We analyze the empirical correlation between the zero-temperature penetration depth λ_c(0) and the corresponding normal-state DC conductivity σ_c^DC, measured slightly above the transition temperature T_c, in different classes of quasi–two-dimensional superconductors, including cuprates and organics. For this purpose we invoke the scaling theory of quantum and finite-temperature critical phenomena. Important implications are: Superconductivity in the organic and cuprate superconductors is a genuine three-dimensional (3D) phenomenon. The competition between anisotropy and superconductivity destroys the latter in the 2D limit even in the ground state.
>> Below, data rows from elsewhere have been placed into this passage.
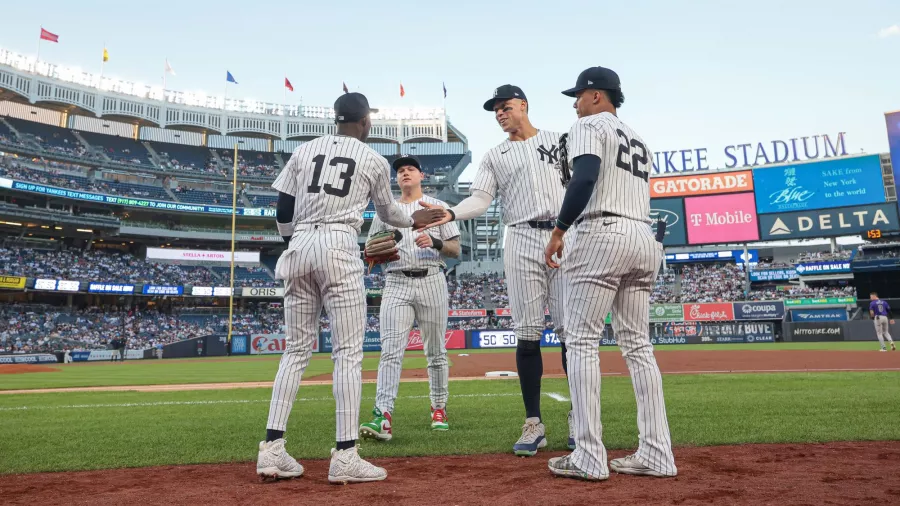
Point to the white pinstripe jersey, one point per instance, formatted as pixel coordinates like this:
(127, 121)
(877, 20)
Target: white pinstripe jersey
(622, 187)
(412, 256)
(523, 176)
(332, 178)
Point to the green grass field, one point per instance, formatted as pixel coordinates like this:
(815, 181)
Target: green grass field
(67, 431)
(97, 430)
(263, 368)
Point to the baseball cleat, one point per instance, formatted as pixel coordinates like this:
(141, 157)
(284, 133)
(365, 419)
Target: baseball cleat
(532, 438)
(379, 428)
(348, 467)
(631, 465)
(563, 466)
(273, 461)
(439, 419)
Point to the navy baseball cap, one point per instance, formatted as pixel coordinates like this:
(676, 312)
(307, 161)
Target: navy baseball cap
(351, 107)
(595, 78)
(505, 92)
(407, 160)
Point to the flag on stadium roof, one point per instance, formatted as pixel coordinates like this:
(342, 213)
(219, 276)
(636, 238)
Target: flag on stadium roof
(45, 35)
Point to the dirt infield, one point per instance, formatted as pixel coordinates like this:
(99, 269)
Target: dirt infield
(25, 368)
(748, 474)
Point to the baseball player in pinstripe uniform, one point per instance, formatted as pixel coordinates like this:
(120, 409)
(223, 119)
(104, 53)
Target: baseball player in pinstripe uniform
(415, 289)
(521, 173)
(322, 192)
(612, 266)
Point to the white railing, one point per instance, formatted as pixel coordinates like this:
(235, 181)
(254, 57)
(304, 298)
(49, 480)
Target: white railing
(195, 99)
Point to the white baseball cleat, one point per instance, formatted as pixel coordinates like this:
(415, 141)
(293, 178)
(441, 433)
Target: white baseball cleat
(273, 461)
(348, 467)
(631, 465)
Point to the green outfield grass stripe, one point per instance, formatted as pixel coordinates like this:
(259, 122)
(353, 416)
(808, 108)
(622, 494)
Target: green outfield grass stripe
(239, 401)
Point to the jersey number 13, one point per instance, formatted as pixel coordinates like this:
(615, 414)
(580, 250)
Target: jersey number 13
(346, 176)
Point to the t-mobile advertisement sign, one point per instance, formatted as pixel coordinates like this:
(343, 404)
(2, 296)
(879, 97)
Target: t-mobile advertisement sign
(721, 219)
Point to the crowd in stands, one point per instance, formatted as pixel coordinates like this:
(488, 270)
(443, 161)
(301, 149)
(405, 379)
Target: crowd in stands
(467, 290)
(99, 265)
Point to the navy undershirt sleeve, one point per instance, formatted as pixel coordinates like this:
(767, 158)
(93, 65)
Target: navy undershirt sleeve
(284, 210)
(585, 172)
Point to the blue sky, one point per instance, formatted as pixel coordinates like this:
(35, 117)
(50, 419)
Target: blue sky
(695, 74)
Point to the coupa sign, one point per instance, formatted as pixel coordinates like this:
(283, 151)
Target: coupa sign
(767, 310)
(752, 154)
The data uncovers the flow to quantum criticality, including the 2D quantum superconductor-to-insulator (2D-QSI) and the 3D quantum superconductor–to–normal-state (3D-QSN) transition. This flow gives a clear perspective of the regimes where quantum fluctuations are essential and mean-field treatments fail. Thus, a detailed account of the flow from mean-field to 2D-QSI criticality in organics and the crossover from the 2D-QSI to the 3D-QSN critical point in cuprates is a challenge for microscopic theories attempting to solve the puzzle of superconductivity in these materials.